Unsure if you are at risk for being hacked? The Daily Mail notes that iCloud’s My Photo Stream feature has some inherent features that make it easier for hackers to access photos:
“Be aware that deleting a photo from a device does not mean it has been deleted from your online storage account. The photos may also appear in photo streams on other devices, and any phone or tablet that is synced with that iCloud account. This means you should delete photos from all of these areas if you want to get rid of them permanently.”
The simplest thing you can do to protect yourself from a similar hack is to change your iCloud password, and make sure that password isn’t used for any other services. The Daily Mail notes that 320 million people around the world use iCloud, and all of those people are at risk for hacking or phishing, particularly if they don’t use good Internet safety habits.
4. This Is Not the First Time Find My iPhone Has Been Exploited
Find My iPhone has had other hacking issues in the past. Earlier this year, the Verge noted that a flaw in Find My iPhone allowed a phishing mastermind to hold iOS devices hostage. In 2013, BGR reported on a flaw in iOS 7 that let people turn off Find My iPhone or Find My iPad…even when the device was locked.
The timing could be bad news for Apple. In just over a week, the tech giant will be debuting their newest version of the iPhone. Being linked to a big scandal like this nude pic theft could make some people second-guess their plans to buy a new iPhone 6.
5. iPhone Hackers Could Face Years in Prison
Learn more about the consequences of hacking a celeb in the video above.

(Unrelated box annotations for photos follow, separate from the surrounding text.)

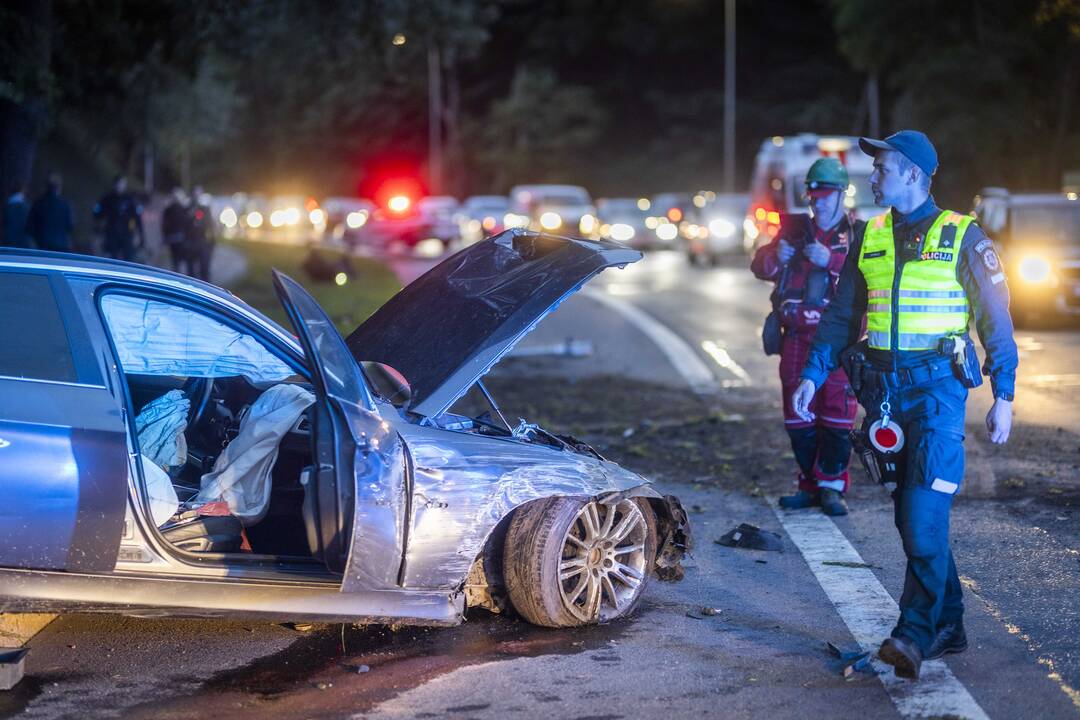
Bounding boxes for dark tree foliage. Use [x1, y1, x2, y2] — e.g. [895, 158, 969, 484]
[832, 0, 1080, 206]
[0, 0, 1080, 205]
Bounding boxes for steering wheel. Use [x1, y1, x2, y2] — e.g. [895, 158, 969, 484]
[180, 378, 214, 430]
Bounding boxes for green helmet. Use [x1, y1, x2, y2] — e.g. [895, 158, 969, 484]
[807, 158, 849, 190]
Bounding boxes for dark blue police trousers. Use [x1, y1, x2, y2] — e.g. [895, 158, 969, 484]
[867, 377, 968, 653]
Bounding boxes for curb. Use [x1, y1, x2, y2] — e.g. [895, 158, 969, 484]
[0, 613, 57, 648]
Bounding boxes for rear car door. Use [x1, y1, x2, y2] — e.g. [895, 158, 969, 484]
[273, 271, 406, 592]
[0, 268, 127, 572]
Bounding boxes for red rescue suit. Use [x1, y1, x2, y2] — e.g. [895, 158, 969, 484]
[751, 215, 859, 493]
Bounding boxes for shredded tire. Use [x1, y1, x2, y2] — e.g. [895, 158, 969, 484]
[502, 498, 657, 627]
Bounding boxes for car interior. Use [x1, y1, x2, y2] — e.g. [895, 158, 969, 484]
[125, 375, 312, 557]
[100, 294, 326, 561]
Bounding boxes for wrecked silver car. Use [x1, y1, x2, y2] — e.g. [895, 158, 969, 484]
[0, 231, 690, 627]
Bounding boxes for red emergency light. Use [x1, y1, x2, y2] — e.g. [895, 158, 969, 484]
[867, 418, 904, 452]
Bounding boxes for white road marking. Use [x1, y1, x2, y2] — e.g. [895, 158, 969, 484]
[769, 498, 989, 720]
[701, 340, 754, 388]
[1021, 372, 1080, 388]
[581, 288, 719, 394]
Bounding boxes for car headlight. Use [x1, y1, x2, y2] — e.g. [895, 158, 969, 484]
[540, 210, 563, 230]
[502, 213, 529, 228]
[1020, 255, 1050, 284]
[609, 222, 634, 243]
[708, 218, 735, 237]
[657, 222, 678, 242]
[345, 210, 367, 230]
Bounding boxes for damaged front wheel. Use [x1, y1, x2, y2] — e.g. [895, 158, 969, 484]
[503, 498, 657, 627]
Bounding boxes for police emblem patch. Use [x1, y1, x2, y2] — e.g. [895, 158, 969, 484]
[919, 250, 953, 262]
[937, 225, 956, 249]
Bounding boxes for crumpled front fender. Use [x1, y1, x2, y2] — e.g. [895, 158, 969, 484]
[403, 426, 690, 589]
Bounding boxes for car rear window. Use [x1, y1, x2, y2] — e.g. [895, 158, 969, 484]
[0, 273, 77, 382]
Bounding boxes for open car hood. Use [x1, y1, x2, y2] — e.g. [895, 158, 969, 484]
[346, 229, 642, 417]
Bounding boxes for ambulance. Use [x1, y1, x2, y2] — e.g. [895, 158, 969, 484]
[743, 133, 881, 253]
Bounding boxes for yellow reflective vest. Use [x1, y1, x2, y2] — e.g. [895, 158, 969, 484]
[859, 210, 972, 350]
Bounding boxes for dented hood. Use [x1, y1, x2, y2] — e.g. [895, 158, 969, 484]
[346, 230, 642, 417]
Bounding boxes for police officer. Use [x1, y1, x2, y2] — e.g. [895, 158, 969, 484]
[793, 130, 1017, 679]
[751, 158, 863, 515]
[26, 173, 75, 253]
[94, 175, 146, 260]
[0, 182, 33, 247]
[187, 185, 214, 281]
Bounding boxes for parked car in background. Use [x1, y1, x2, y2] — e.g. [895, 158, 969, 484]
[646, 192, 698, 248]
[974, 188, 1080, 324]
[261, 195, 326, 243]
[455, 195, 512, 245]
[0, 231, 690, 627]
[417, 195, 461, 247]
[323, 196, 375, 247]
[596, 198, 656, 249]
[743, 133, 881, 253]
[684, 193, 750, 266]
[510, 185, 596, 237]
[360, 194, 458, 257]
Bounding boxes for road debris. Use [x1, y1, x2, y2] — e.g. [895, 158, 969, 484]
[509, 338, 593, 357]
[825, 642, 874, 680]
[716, 522, 784, 553]
[0, 648, 29, 690]
[686, 607, 724, 620]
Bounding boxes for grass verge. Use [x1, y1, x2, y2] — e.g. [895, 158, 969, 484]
[222, 240, 401, 337]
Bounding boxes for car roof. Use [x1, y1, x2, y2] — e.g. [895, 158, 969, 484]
[464, 195, 510, 205]
[0, 247, 239, 302]
[982, 192, 1080, 207]
[510, 185, 589, 196]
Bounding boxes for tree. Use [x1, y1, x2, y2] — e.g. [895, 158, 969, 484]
[832, 0, 1080, 201]
[482, 67, 608, 190]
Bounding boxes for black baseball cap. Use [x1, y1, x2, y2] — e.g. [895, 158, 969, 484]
[859, 130, 937, 175]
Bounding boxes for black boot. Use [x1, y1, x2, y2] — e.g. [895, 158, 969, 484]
[821, 488, 848, 517]
[926, 622, 968, 660]
[878, 638, 922, 680]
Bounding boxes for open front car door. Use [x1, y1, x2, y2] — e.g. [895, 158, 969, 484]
[273, 270, 406, 592]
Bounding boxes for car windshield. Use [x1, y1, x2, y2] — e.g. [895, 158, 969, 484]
[1011, 205, 1080, 245]
[469, 203, 509, 215]
[791, 173, 874, 207]
[532, 194, 588, 206]
[597, 200, 645, 219]
[102, 294, 295, 382]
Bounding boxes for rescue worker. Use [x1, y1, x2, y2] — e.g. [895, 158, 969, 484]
[161, 188, 191, 273]
[94, 175, 146, 260]
[186, 186, 214, 281]
[794, 130, 1017, 679]
[751, 158, 863, 515]
[26, 173, 75, 253]
[0, 182, 33, 247]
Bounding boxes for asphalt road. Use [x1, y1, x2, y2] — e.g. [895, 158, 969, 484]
[0, 253, 1080, 719]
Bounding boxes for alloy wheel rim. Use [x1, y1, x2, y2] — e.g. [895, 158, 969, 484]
[558, 499, 648, 623]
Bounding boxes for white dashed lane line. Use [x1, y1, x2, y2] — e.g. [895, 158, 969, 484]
[581, 288, 719, 394]
[769, 499, 988, 720]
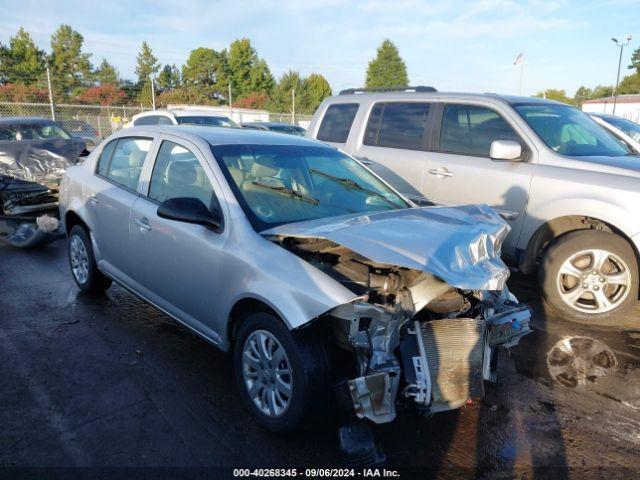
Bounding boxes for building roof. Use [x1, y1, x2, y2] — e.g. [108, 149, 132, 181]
[582, 93, 640, 103]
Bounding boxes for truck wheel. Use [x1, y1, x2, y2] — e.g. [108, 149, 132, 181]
[539, 230, 638, 325]
[233, 313, 330, 433]
[69, 225, 111, 293]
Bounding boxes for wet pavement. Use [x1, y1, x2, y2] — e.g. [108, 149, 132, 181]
[0, 241, 640, 478]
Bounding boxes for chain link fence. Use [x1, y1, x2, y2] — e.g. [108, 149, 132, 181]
[0, 102, 312, 138]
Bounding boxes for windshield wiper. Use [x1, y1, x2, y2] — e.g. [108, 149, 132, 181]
[309, 168, 403, 208]
[252, 180, 320, 205]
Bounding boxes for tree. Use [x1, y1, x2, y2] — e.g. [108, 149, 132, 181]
[227, 38, 274, 98]
[50, 25, 91, 97]
[266, 70, 303, 113]
[300, 73, 332, 113]
[627, 47, 640, 73]
[182, 47, 228, 101]
[94, 58, 119, 85]
[535, 88, 572, 104]
[0, 27, 46, 85]
[136, 42, 160, 84]
[365, 39, 409, 88]
[158, 65, 180, 90]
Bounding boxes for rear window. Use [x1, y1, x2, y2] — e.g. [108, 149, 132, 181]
[317, 103, 359, 143]
[363, 102, 429, 150]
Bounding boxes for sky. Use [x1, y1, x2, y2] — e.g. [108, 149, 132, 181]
[0, 0, 640, 95]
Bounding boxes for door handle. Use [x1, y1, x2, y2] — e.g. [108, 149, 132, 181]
[133, 217, 151, 232]
[427, 167, 453, 178]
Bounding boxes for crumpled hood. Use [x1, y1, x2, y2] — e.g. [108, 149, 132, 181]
[261, 205, 509, 290]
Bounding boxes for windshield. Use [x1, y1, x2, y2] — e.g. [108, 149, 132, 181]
[211, 145, 409, 231]
[176, 115, 240, 128]
[601, 115, 640, 141]
[514, 104, 629, 157]
[0, 122, 71, 140]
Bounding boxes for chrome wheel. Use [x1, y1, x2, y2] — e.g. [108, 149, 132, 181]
[69, 235, 89, 285]
[242, 330, 293, 417]
[557, 249, 631, 313]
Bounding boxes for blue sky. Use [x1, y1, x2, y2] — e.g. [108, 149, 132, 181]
[0, 0, 640, 95]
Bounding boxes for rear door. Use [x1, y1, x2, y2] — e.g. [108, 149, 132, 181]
[424, 102, 534, 257]
[83, 136, 153, 281]
[353, 101, 435, 200]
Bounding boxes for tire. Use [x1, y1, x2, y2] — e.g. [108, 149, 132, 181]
[233, 313, 330, 433]
[68, 225, 111, 293]
[538, 230, 638, 326]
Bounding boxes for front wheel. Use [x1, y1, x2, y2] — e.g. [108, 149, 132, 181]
[233, 313, 329, 433]
[539, 230, 638, 325]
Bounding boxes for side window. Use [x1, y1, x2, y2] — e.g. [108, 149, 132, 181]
[158, 116, 173, 125]
[363, 102, 430, 150]
[317, 103, 360, 143]
[96, 140, 118, 177]
[149, 140, 216, 208]
[133, 115, 160, 127]
[106, 137, 152, 190]
[440, 105, 520, 157]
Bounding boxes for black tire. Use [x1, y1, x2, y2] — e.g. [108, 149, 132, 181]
[233, 313, 330, 433]
[538, 230, 638, 326]
[68, 225, 111, 293]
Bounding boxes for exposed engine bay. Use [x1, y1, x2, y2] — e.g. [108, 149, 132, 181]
[278, 237, 531, 423]
[0, 138, 88, 248]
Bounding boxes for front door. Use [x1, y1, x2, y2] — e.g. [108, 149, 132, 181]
[129, 138, 226, 338]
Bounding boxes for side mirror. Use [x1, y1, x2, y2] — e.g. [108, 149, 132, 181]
[489, 140, 522, 162]
[158, 197, 222, 230]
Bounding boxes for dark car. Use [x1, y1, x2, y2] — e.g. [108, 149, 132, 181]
[57, 119, 102, 150]
[240, 122, 307, 137]
[0, 117, 88, 248]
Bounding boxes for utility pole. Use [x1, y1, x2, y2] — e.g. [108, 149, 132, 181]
[47, 66, 56, 122]
[611, 35, 632, 115]
[149, 77, 156, 110]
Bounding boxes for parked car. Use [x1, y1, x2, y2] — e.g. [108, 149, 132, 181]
[589, 113, 640, 154]
[0, 117, 88, 248]
[240, 122, 307, 137]
[57, 119, 102, 150]
[124, 108, 240, 128]
[307, 89, 640, 324]
[60, 126, 530, 431]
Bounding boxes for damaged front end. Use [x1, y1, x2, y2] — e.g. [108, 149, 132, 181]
[0, 139, 86, 248]
[262, 206, 531, 423]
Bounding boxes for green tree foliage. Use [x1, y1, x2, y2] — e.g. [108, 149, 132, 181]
[300, 73, 332, 114]
[136, 42, 160, 84]
[49, 25, 91, 97]
[535, 88, 573, 104]
[182, 47, 228, 102]
[0, 27, 46, 85]
[93, 58, 119, 85]
[158, 65, 181, 90]
[627, 47, 640, 73]
[365, 39, 409, 88]
[227, 38, 274, 99]
[266, 70, 304, 113]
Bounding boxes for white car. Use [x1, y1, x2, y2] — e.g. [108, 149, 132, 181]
[124, 108, 240, 128]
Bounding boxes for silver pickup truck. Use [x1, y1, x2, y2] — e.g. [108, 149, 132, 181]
[307, 87, 640, 324]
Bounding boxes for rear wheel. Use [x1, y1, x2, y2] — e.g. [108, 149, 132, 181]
[69, 225, 111, 293]
[540, 230, 638, 325]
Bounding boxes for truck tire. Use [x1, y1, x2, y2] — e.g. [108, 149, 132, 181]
[538, 230, 638, 326]
[68, 225, 111, 293]
[233, 312, 330, 433]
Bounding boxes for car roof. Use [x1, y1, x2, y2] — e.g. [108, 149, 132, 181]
[0, 117, 53, 125]
[118, 125, 324, 148]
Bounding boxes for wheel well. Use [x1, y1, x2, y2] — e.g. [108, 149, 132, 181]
[227, 298, 280, 343]
[64, 211, 90, 235]
[519, 215, 640, 274]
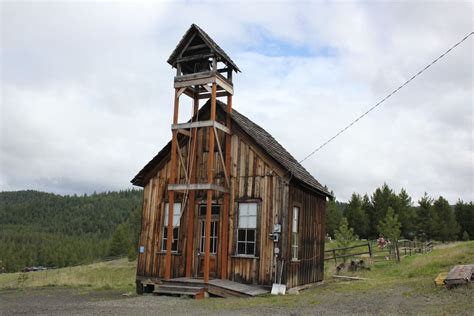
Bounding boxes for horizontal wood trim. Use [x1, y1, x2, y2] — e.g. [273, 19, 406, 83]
[168, 183, 227, 193]
[171, 121, 230, 134]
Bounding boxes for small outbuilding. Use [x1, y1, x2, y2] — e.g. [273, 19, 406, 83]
[132, 24, 332, 293]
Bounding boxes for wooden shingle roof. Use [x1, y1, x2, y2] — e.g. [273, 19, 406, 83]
[131, 101, 333, 198]
[168, 24, 240, 72]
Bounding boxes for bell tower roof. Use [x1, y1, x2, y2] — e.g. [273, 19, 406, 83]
[168, 24, 240, 72]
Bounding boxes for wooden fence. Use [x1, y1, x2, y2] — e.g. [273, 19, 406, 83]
[324, 241, 373, 265]
[324, 239, 433, 265]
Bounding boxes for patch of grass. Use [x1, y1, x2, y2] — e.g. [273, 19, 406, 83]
[0, 259, 136, 291]
[199, 241, 474, 313]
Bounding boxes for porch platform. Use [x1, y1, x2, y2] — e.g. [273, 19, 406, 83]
[163, 277, 270, 297]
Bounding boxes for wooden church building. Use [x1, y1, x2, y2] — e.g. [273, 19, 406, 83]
[131, 24, 331, 293]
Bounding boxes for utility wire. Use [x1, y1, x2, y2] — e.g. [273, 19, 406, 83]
[298, 32, 474, 163]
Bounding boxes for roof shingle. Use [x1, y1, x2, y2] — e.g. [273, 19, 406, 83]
[131, 101, 332, 197]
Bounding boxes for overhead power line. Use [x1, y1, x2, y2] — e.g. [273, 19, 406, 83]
[299, 32, 474, 163]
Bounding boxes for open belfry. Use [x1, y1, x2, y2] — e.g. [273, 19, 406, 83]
[132, 24, 331, 298]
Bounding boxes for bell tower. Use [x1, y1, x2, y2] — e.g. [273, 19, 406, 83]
[164, 24, 240, 283]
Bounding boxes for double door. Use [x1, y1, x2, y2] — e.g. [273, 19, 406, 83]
[195, 205, 220, 278]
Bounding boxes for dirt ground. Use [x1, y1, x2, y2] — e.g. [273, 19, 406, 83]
[0, 285, 474, 315]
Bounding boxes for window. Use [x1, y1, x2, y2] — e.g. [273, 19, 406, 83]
[161, 203, 181, 252]
[237, 203, 257, 256]
[199, 220, 217, 255]
[291, 206, 300, 260]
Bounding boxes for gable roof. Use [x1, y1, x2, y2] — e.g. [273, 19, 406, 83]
[168, 23, 240, 72]
[131, 100, 333, 198]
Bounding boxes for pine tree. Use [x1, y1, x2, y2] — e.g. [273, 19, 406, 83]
[454, 200, 474, 239]
[109, 224, 133, 256]
[335, 217, 357, 247]
[462, 231, 469, 241]
[335, 217, 357, 262]
[433, 196, 460, 242]
[326, 200, 342, 237]
[369, 183, 399, 238]
[417, 192, 438, 240]
[345, 193, 369, 238]
[377, 207, 401, 242]
[398, 189, 416, 239]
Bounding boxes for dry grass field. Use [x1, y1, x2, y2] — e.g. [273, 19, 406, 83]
[0, 242, 474, 315]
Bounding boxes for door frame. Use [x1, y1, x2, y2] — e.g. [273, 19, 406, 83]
[192, 203, 222, 278]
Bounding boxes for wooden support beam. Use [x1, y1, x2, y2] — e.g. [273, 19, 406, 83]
[174, 71, 234, 94]
[168, 183, 227, 193]
[202, 84, 212, 93]
[214, 127, 230, 187]
[176, 145, 189, 182]
[178, 128, 191, 137]
[188, 44, 209, 50]
[199, 91, 229, 99]
[185, 97, 199, 278]
[219, 95, 232, 280]
[164, 89, 179, 280]
[171, 120, 230, 133]
[178, 87, 187, 98]
[204, 83, 217, 284]
[176, 54, 213, 63]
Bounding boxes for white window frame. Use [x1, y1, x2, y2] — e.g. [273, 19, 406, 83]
[235, 201, 258, 257]
[161, 202, 181, 253]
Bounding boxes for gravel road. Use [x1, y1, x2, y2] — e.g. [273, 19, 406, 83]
[0, 287, 474, 316]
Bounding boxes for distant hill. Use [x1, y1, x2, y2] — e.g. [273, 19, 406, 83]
[0, 190, 142, 271]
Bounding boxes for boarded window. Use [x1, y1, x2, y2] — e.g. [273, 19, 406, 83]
[291, 206, 300, 260]
[237, 203, 257, 256]
[161, 203, 181, 252]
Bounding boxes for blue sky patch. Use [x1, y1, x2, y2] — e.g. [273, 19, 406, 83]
[246, 26, 337, 58]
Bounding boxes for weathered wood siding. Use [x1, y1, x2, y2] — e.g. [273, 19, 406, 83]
[137, 112, 326, 287]
[137, 121, 283, 284]
[284, 185, 326, 288]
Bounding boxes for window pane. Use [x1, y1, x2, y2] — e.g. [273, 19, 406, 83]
[237, 229, 245, 241]
[209, 238, 216, 253]
[237, 242, 245, 255]
[163, 203, 181, 227]
[239, 203, 249, 216]
[238, 203, 257, 228]
[247, 229, 255, 242]
[239, 215, 248, 228]
[246, 242, 255, 255]
[291, 247, 298, 259]
[247, 203, 257, 216]
[171, 239, 178, 251]
[247, 216, 257, 228]
[292, 207, 300, 233]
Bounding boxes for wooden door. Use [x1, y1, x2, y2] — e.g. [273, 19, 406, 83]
[196, 205, 220, 278]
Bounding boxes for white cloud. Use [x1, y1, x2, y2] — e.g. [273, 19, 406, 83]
[0, 2, 474, 202]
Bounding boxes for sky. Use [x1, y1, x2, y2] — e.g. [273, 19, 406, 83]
[0, 1, 474, 203]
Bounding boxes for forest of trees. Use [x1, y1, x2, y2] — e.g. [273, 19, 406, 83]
[0, 190, 142, 272]
[326, 184, 474, 242]
[0, 184, 474, 272]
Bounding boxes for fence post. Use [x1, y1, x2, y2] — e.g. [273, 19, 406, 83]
[395, 240, 400, 262]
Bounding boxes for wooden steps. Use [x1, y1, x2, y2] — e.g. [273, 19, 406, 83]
[153, 283, 206, 299]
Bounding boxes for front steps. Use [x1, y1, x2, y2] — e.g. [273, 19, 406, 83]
[153, 283, 207, 299]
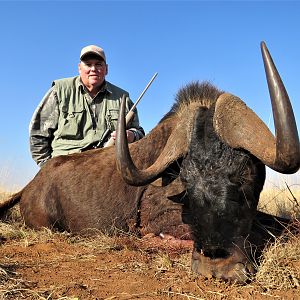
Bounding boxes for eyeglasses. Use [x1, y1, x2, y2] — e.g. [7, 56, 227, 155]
[82, 61, 106, 71]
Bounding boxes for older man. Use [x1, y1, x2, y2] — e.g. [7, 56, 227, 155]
[29, 45, 144, 166]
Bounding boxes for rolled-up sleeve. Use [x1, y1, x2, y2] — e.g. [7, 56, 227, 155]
[126, 98, 145, 141]
[29, 88, 59, 166]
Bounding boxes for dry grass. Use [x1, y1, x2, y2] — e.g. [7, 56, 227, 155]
[255, 220, 300, 290]
[0, 185, 300, 300]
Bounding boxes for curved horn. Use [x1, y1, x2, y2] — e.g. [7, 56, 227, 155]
[214, 42, 300, 174]
[115, 99, 191, 186]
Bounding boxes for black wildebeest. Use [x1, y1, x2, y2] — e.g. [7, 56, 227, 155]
[0, 43, 300, 281]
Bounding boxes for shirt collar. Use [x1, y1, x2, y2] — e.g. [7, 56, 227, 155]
[76, 76, 112, 95]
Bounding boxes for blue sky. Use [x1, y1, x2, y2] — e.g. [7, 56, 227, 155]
[0, 1, 300, 189]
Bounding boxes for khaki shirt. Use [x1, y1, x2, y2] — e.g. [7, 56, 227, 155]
[29, 76, 144, 166]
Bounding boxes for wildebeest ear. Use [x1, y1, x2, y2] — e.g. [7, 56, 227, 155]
[150, 177, 163, 186]
[213, 93, 276, 165]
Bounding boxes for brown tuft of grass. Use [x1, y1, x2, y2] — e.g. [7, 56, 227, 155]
[258, 183, 300, 219]
[255, 219, 300, 290]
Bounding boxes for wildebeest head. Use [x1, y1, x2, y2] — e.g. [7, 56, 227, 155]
[116, 43, 300, 281]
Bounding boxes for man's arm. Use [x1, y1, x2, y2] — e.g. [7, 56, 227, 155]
[29, 88, 59, 167]
[126, 98, 145, 141]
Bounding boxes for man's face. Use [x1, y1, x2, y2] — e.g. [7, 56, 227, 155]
[78, 58, 107, 91]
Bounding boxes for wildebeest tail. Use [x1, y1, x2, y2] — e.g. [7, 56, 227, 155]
[0, 191, 22, 218]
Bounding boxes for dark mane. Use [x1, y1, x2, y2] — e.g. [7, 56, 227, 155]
[160, 81, 223, 122]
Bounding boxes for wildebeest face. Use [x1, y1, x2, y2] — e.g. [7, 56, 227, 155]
[180, 108, 265, 280]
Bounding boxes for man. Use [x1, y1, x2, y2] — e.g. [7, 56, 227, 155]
[29, 45, 144, 166]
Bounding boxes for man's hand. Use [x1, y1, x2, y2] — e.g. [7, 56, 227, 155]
[111, 130, 135, 143]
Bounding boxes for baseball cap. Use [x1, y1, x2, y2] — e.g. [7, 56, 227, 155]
[80, 45, 106, 61]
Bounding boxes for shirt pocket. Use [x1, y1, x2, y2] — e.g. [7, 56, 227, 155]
[105, 108, 120, 131]
[60, 108, 87, 140]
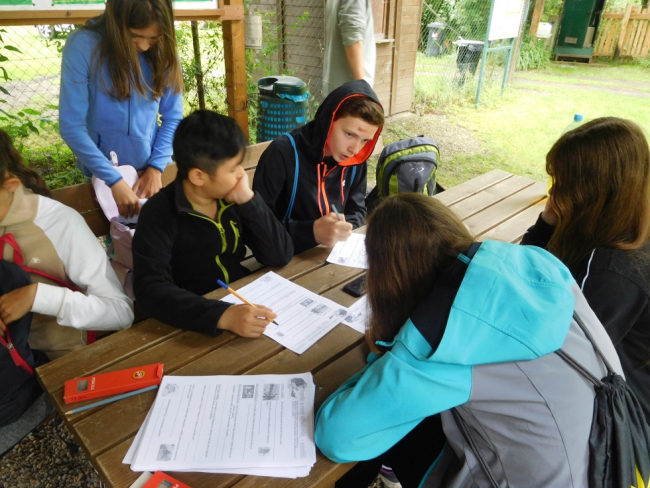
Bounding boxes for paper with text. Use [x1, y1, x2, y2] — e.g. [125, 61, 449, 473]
[343, 295, 368, 334]
[222, 272, 348, 354]
[131, 373, 316, 476]
[327, 234, 368, 269]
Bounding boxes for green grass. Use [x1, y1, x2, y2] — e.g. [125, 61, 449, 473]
[517, 71, 650, 92]
[453, 77, 650, 181]
[408, 64, 650, 186]
[2, 26, 65, 81]
[538, 61, 650, 83]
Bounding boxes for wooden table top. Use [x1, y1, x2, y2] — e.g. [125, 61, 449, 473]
[37, 170, 546, 488]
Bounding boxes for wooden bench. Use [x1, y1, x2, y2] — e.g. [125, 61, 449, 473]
[37, 170, 546, 488]
[52, 136, 384, 237]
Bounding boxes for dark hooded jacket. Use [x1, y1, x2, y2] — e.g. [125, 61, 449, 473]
[253, 80, 381, 254]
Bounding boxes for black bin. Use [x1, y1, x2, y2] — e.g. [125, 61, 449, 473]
[454, 39, 485, 85]
[424, 22, 447, 58]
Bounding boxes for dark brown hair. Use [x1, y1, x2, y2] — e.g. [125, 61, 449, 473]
[0, 129, 50, 197]
[334, 95, 384, 127]
[546, 117, 650, 268]
[366, 193, 474, 343]
[84, 0, 183, 100]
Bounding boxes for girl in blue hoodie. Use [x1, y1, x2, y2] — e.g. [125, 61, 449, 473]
[315, 193, 621, 488]
[59, 0, 183, 216]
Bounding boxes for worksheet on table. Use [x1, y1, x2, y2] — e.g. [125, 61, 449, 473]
[327, 234, 368, 269]
[222, 272, 348, 354]
[125, 373, 316, 477]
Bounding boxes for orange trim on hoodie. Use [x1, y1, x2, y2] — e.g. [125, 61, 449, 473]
[323, 93, 381, 168]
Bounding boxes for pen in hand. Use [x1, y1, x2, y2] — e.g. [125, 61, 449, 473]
[332, 205, 342, 222]
[217, 280, 280, 325]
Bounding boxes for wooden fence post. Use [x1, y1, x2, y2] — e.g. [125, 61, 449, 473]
[614, 3, 632, 60]
[524, 0, 545, 39]
[222, 0, 248, 138]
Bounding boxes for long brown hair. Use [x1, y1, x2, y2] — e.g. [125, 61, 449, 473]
[0, 129, 50, 197]
[84, 0, 183, 100]
[366, 193, 474, 343]
[546, 117, 650, 268]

If caught and brought to trial, the hackers involved in this epic theft of celeb iPhone pics could spend years in prison. There is precedent for iPhone hackers to face serious jail time. The Register reported that Christopher Chaney (the guy who hacked ScarJo in 2011) faced a maximum sentence of 121 years in federal prison. In the end, however, he only got 10 years. In 2010, the man who hacked Sarah Palin’s email account was sentenced to one year in custody. He faced up to 20 years in prison, as well as a fine. The person or persons responsible for these celeb photo leaks are likely to face prosecution at either the civil or criminal level.